Monday, 18 July 2011

The Man Who Played with Samphire

It's been a great few days for our own produce (all my wife's work really) coming, literally, to fruition. The salad leaves are so much more interesting than the often-moribund bags of uniform green stuff you buy in the supermarket. Even the flowers on the bolting rocket are tasty - kind of hot and nutty - a bit like the way I get after too long in the sun. The strawberries are great too, and we had bumper helpings of them last night along with dollops of double cream.

Yesterday was wet and windy but we resolved to defy its grey menace and headed for the shore. We were just out for a stroll, trying to avoid the stir-crazy sensations that often take hold on the numerous rainy summer days here. As we headed towards the salt-flats we remembered that it was a good area for finding Samphire (really Common Glasswort Salicornia Europaea) at around this time of year. I've written about Samphire before (blog entry 'Walking on Samphire') but last time I picked it a little later in the year and it had started to get a bit 'woody'. The time window for picking it at its best must be rather short because it was quite small when we picked it yesterday. Looks like the first week of August might be ideal. We tried to nip of just the top part of the larger growths, leaving the lower part and roots in place to, hopefully, sprout again.

We collected up the salad leaves and strawberries from the garden on our way home from the shore, and also dug up some small garlic bulbs. I made some mojo with the garlic and a slightly-squishy avocado. I spread some of the mojo on a couple of salmon fillets then baked them in foil parcels in the oven for 20 minutes. We ate the salmon along with the blanched, buttered and peppered samphire and the dressed salad leaves to which I had added a few chunks of feta cheese.

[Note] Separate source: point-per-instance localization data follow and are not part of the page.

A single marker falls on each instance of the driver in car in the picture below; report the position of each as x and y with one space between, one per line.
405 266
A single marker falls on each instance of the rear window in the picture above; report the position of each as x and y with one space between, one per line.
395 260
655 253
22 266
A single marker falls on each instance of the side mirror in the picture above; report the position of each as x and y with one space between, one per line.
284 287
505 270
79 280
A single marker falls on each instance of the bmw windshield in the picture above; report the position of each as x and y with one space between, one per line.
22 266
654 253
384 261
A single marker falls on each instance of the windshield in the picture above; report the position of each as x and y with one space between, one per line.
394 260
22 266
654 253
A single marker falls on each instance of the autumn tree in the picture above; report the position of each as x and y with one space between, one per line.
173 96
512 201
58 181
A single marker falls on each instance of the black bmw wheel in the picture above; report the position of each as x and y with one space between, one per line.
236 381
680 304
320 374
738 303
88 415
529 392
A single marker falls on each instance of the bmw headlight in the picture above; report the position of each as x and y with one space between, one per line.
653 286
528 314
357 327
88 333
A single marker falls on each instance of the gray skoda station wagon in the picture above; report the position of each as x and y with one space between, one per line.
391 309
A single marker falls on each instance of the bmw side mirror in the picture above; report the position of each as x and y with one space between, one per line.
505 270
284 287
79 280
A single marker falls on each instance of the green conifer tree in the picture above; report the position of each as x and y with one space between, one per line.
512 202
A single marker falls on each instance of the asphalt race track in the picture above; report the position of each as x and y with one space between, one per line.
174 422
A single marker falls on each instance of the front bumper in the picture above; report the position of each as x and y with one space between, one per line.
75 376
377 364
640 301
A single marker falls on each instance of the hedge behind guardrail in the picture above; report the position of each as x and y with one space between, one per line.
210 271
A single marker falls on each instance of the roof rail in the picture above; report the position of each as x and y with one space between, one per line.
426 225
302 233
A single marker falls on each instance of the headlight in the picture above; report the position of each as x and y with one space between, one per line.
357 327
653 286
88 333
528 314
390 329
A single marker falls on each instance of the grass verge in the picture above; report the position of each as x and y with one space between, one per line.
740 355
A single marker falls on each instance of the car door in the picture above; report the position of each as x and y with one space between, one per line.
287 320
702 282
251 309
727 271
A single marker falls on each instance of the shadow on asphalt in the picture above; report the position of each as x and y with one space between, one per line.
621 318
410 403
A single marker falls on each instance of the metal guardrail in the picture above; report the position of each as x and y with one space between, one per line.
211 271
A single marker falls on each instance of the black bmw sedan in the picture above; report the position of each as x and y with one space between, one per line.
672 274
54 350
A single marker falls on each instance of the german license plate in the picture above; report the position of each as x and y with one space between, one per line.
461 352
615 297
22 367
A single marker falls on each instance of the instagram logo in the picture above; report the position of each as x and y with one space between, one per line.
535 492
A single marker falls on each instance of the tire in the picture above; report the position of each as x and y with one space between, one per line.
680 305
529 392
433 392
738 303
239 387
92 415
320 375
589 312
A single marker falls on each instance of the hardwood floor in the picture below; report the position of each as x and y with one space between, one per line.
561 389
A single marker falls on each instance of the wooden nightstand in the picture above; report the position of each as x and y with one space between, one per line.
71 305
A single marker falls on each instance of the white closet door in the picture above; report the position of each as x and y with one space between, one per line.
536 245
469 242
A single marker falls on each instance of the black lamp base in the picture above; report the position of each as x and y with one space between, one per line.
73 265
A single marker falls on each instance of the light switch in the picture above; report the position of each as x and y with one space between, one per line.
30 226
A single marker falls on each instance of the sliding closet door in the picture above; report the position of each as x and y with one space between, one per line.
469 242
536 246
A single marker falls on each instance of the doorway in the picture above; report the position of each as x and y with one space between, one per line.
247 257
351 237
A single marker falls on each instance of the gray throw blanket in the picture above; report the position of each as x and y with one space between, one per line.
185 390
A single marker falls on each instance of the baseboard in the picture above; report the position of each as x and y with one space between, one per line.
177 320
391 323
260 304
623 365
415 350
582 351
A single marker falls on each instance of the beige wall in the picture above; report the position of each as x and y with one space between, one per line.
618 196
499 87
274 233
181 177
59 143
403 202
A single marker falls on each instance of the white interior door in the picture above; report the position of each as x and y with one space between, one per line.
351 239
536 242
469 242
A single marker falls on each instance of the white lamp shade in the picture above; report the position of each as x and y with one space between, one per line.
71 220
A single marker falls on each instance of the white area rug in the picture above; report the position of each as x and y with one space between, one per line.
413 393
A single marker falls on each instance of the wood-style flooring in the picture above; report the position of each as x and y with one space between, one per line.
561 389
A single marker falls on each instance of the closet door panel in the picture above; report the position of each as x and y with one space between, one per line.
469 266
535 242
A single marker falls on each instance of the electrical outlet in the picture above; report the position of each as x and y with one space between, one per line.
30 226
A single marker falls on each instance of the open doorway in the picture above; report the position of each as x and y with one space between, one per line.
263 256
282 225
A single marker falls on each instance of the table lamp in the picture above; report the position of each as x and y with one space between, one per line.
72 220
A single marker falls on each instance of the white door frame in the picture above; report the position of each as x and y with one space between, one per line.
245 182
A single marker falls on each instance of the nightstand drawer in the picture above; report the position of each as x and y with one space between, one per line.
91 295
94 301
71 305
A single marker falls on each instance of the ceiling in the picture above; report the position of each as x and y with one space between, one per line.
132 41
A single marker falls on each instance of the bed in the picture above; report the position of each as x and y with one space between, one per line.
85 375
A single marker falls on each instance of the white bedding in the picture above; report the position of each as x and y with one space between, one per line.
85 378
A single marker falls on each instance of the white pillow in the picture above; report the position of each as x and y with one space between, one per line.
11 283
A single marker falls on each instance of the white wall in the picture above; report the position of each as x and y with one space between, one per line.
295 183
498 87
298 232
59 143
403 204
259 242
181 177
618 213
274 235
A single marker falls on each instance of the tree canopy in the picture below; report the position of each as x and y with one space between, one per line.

I've just opened the window. The sun is now blazing down and has dried up the saturated deck in short order. It's going to be a beautiful day so I intend to get my work done then go out and enjoy it. Better than getting hot and nutty in here.

Thursday, 14 July 2011

Belly Flops

A bright but breezy day. I can hear the cries of oystercatchers from the deck. The tide is half way out and the salt/seaweed smell of Gastrobeach is strong on the breeze.

Yesterday was warm and sunny - so much so that I decided to go for a swim at the end of the working day. I flip-flopped (in the shoe sense) past my wife, who was busy in the burgeoning garden, and headed for the shore. The high tide made the immersion process easier because I was virtually up to waist-depth after simply stepping off the salt-flats and into the water. It was cold but at least shocking-and-breathtaking cold rather than screaming-out-loud cold. I got fairly comfortable swimming in the shallows but then became over-enthusiastic and struggled through a deep stretch. I was left feeling exhausted and a little queasy. I think I need to build up more slowly.

We've been away for the past couple of weeks; first in Fort William then over east in Auchmithie again. We went to Brown's Restaurant in Fort William for an anniversary celebration meal. The food was impressive, if a little on the pricey side. 'Pan seared king scallops set on crisp pork belly served with a caramelized apple and maple syrup puree' was my weapon of choice. The pork belly was deliciously crisp and the scallops were cooked to perfection. They had left the orange roe (sometimes called the 'coral') on the scallops, which always gets the vote from me. I have no idea why some restaurants remove this - perhaps sloppy preparation technique or maybe just plain ignorance. The apple worked well in the puree but the maple syrup was, for my taste, too sweet. I don't want my 'surf and turf' to taste like dessert.

We were too busy with noisy party celebrations in Auchmithie to get round to the seafood. All too often we seem to drive through Arbroath and forget to pick up any Smokies. Fortunately, though, it's quite easy to get them by mail-order these days. Someone did bring some delicious poached salmon along to the party. But cakes and desserts were the order of the evening. I don't know if there is some east-coast ordnance about it being dishonourable to arrive at a party without a tray groaning with cream-laden cakes and pastries, but it certainly felt that way.

Back here the salad leaves are growing well and I'm looking forward to simple summer dishes involving big chunks of protein accompanied by hot and tangy, dressing-slathered foliage.